The long-term-rate lid has been clamped down by bond market expectations for an economic slowdown, and trust in inflation vigilance at the Fed. Both expectations had less foundation at the end of this week than at the beginning.
The economy is accelerating — roaring, really. First-quarter GDP raced to a 4.8 percent gain on big spending by both consumers and businesses, its internal inflation indicator right at the 2 percent cliff-edge.
Housing was supposed to have faltered badly by now, leading a slowdown. Instead of falling, March sales of existing homes were steady; sales of new homes were supposed to flatten and instead surged 13 percent. Consumer confidence has sailed to a four-year high, consistent with a better and better market for jobs, ignoring three-buck gasoline. Orders for durable goods were supposed to rise by 1.6 percent in March and instead screamed to a 6.1 percent gain, plus a half-again revision for February.
That kind of growth has combined with $70-plus oil to produce the worst inflation risk in 25 years.
The bond market, waking from a bad dream to discover that it is no dream, but real, reaches for its security blanket… and can’t find it.

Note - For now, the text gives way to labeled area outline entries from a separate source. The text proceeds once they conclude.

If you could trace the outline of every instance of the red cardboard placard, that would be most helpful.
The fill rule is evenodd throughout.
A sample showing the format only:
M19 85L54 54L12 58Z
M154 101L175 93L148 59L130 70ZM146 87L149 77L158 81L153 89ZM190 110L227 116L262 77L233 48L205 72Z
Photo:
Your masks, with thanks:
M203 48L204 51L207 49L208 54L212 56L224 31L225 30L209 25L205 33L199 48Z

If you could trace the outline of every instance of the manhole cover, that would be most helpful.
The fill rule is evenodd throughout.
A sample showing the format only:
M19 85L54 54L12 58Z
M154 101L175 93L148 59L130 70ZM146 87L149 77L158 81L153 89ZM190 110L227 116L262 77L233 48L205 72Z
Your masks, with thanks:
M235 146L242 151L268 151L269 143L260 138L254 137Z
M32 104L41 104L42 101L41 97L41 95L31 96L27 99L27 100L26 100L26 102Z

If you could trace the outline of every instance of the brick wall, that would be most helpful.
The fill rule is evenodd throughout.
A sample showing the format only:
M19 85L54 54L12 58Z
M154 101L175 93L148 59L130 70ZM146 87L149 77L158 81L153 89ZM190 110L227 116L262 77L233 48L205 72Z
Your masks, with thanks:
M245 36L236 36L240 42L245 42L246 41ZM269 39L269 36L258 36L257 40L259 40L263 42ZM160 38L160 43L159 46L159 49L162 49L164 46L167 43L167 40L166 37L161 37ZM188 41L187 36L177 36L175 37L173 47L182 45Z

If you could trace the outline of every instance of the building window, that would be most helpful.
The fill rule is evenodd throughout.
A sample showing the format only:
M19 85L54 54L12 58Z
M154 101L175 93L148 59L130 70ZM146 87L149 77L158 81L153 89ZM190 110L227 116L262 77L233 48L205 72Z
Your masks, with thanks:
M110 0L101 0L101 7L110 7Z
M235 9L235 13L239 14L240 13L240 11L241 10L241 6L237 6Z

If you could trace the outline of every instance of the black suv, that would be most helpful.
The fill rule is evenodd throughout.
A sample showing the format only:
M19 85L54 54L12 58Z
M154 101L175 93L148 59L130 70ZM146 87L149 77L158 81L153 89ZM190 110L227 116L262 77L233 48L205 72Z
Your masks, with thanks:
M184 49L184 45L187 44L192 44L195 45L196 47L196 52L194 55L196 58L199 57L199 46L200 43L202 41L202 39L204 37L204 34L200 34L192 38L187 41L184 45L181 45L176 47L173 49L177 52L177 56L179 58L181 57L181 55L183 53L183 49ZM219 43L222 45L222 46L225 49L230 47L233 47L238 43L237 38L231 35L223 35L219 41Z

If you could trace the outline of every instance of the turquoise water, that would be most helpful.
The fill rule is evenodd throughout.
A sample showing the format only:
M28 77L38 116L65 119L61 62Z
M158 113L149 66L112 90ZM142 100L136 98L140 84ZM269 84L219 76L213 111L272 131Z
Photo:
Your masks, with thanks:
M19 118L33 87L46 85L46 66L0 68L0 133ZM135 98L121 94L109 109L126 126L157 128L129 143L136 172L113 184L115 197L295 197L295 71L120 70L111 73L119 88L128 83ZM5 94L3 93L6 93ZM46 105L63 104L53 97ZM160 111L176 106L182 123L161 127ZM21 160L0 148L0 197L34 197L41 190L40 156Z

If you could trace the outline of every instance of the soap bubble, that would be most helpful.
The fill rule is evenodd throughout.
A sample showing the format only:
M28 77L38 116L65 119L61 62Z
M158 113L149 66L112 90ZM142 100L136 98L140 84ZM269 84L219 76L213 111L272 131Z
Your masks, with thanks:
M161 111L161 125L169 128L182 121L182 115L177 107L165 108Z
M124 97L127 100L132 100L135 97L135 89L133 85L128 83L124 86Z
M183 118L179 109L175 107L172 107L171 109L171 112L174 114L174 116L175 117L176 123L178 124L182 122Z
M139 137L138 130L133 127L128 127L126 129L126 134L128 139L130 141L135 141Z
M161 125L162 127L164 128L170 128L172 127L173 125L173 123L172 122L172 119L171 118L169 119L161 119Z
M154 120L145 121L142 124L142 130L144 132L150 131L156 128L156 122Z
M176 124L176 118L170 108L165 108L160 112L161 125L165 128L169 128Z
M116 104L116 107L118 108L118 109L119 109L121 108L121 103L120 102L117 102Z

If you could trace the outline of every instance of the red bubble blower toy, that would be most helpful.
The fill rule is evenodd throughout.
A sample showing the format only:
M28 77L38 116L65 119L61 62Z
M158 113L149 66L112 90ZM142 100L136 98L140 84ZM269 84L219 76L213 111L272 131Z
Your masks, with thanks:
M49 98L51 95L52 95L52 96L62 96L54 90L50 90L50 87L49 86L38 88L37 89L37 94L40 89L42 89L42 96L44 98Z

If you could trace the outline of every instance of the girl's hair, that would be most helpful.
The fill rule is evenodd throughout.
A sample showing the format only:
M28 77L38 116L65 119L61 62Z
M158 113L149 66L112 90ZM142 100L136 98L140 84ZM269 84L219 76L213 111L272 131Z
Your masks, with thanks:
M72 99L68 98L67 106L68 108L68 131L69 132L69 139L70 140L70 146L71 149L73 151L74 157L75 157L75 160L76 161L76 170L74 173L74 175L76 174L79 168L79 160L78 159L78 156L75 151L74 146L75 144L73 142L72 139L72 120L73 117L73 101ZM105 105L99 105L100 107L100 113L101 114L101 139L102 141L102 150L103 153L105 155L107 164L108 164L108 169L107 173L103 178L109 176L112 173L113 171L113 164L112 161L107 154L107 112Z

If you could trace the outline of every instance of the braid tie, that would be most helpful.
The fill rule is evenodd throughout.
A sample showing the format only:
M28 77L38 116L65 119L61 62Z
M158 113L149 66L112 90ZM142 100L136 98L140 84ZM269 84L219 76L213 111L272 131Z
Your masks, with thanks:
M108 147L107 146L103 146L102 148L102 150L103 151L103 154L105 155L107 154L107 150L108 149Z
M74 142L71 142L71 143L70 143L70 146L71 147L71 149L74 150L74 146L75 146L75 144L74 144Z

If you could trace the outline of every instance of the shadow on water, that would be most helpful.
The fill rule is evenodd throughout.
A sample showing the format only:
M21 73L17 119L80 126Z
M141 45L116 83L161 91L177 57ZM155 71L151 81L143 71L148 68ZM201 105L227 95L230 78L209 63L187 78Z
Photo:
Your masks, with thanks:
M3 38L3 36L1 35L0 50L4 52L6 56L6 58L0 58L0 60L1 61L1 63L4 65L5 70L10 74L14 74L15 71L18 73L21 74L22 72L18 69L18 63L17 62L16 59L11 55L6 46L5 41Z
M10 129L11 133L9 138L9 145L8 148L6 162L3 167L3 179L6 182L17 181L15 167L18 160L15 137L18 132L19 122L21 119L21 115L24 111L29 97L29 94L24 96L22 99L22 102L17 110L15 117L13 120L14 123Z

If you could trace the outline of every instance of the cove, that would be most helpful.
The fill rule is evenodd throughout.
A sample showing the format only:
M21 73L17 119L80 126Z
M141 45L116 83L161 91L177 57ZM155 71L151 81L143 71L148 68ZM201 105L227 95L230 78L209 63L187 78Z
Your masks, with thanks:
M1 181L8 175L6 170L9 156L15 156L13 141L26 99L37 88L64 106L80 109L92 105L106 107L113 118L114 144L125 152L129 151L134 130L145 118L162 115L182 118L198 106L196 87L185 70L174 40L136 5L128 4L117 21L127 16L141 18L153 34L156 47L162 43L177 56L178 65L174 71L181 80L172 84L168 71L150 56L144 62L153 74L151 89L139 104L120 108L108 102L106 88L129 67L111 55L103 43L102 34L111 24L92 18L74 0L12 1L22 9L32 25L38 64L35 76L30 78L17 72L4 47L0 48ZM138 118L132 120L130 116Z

Not lost in the laundry, but retired for good. The new blanket, Bernanke, reassured no one in the bond market with his testimony. Before he spoke, markets were pricing a June hike to 5.25 percent and preparing for higher. When Bernanke suggested a sit-still June meeting, short-term rates mechanically backed down, but bonds froze in evident skepticism. Only stock market loons were thrilled.
Bernanke is a brilliant economist, but has no track record in his new job. Until he builds confidence with results, his only tools are rhetoric and attitude. Instead, he gave us this pause line: “Even if risks are not entirely balanced, thecommittee may decide to take no action at one or more meetings in the interest of allowing more time to receive information.” Even if risks are tilted to inflation, we may need some time to think things over.
The conclusion of a tightening campaign is reason for celebration, but a premature halt, last seen 1977-78, is a nightmare. The Fed chairman is entitled to his own operating style, so long as he gets results, but despite his excellent credentials there has been one worry about the man: he is a lifelong academic. Academic decision-making knows no urgency; rumination in search of truth is an end in itself. He doesn’t present as a ditherer, or timid, but a go-stop-go plan shows uniquely academic hubris: given enough information, we can predict the future and fine-tune the economy.
Bernanke’s predecessor allowed the Crash of ’87 to interrupt (briefly) one of his four inflation-fighting campaigns; in no other did he pause or make the slightest suggestion that he might, “to receive information” or for any other reason. That man raised rates until the work was done, and cut them later to repair damage.
Bernanke says that inflation is a risk, but under control. He made no mention of the wild run-up in commodities, or the absence of risk premia. He has all of his chips on a soon-to-appear economic slowdown, the kind of bet placed only by someone with great faith in his life’s work: the construction of economic forecasting software. If he wins, he’s a hero and credible in the bond market.
If he pauses, and the economy fails to follow his model, and he then has to play catch-up, there will be hell to pay. Inflation and rates the least of it.